Clubs recruiters say the second lockdown has played on the emotions of Victorian prospects and raised their anxieties.

In purely mathematical terms, the greatest blow to the 2020 draft crop would be a significant reduction in AFL list sizes.

Based on 2020 list sizes, up to 65 teenagers would get their chance.

A reduction could reduce that figure to 40, and some clubs might opt for more mature-age picks.

If clubs are asked to trim list sizes by five players, for instance, to bring in one draftee, a club will need to delist six players from their 2020 list.

The best-case scenario

The best-case scenario for the NAB League (which provides approximately 60 per cent of draftees) is a four-round mini season, with games potentially played as curtain raisers to AFL fixtures, perhaps even for a TV audience if broadcasters are still starved for live sport content.

Jack Lukosius in action during the match between Victoria Metro and South Australia at the 2018 NAB AFL U18 Championships
Jack Lukosius, seen here playing in the 2018 NAB AFL U18 Championships, was Gold Coast’s first draft pick that same year.(AAP: Andy Brownbill)

“The AFL remains committed to staging a NAB League competition in some form for girls and boys when it is safe to do so,” an AFL spokesperson said.

“We will continue to work closely with the Victorian State Government and the Chief Health Officer on the timings.

“Right now, the most important thing to focus on is following the Government’s advice.”

Prospects are bleaker elsewhere.

The elite Melbourne private school competition, now a de facto football factory, is cancelled, and a national representative carnival very unlikely — although a standalone series played between South Australia and Western Australia remains a possibility.

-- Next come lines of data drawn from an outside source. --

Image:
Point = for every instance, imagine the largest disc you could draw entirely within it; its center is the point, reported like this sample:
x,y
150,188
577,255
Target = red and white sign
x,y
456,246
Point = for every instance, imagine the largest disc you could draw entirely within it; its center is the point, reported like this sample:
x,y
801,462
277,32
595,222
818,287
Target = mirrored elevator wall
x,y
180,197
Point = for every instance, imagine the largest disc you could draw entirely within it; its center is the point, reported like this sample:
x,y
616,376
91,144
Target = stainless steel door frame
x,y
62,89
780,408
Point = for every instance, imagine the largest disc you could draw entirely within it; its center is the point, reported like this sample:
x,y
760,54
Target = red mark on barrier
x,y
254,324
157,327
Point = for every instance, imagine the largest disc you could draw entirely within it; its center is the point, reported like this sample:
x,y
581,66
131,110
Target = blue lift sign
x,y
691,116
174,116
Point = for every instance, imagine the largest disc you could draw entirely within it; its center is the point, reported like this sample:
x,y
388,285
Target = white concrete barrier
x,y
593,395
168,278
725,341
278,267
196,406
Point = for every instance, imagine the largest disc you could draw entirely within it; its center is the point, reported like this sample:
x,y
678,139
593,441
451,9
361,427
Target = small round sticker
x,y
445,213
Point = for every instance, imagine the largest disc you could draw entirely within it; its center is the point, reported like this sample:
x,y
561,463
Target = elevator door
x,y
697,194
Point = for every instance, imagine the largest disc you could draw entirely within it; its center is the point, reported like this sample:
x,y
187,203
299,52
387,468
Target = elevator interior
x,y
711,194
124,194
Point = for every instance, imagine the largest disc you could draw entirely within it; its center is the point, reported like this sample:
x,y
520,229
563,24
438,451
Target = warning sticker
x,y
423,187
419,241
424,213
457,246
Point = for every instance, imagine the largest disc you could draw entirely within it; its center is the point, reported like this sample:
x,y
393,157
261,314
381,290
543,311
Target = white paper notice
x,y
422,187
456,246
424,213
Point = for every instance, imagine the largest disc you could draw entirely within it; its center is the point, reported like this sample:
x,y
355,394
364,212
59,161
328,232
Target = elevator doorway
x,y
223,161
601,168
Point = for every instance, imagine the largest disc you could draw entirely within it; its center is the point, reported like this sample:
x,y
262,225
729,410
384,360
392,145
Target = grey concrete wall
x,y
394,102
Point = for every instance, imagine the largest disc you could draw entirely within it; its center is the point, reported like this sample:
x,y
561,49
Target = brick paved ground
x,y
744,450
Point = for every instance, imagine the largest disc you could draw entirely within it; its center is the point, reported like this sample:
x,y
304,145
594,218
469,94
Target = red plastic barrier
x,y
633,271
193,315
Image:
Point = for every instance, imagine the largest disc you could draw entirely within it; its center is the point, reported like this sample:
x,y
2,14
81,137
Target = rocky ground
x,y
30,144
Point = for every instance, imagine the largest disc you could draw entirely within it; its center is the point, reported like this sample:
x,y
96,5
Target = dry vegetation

The feasibility of the annual draft remains unclear.

With diminished manpower and more guesswork than they’d prefer, recruiting teams will power on and refine their strategies, no matter what picks they end up with.

“You’re still going to be able to find players later in the draft,” Caruso concludes.

“They’re just going to be kids that someone is willing to take a punt on.”

And hope springs eternal.

Despite the difficulties presented in assessing this season’s players, every recruiter seems certain of one thing: 2021’s AFL draft crop will be much better.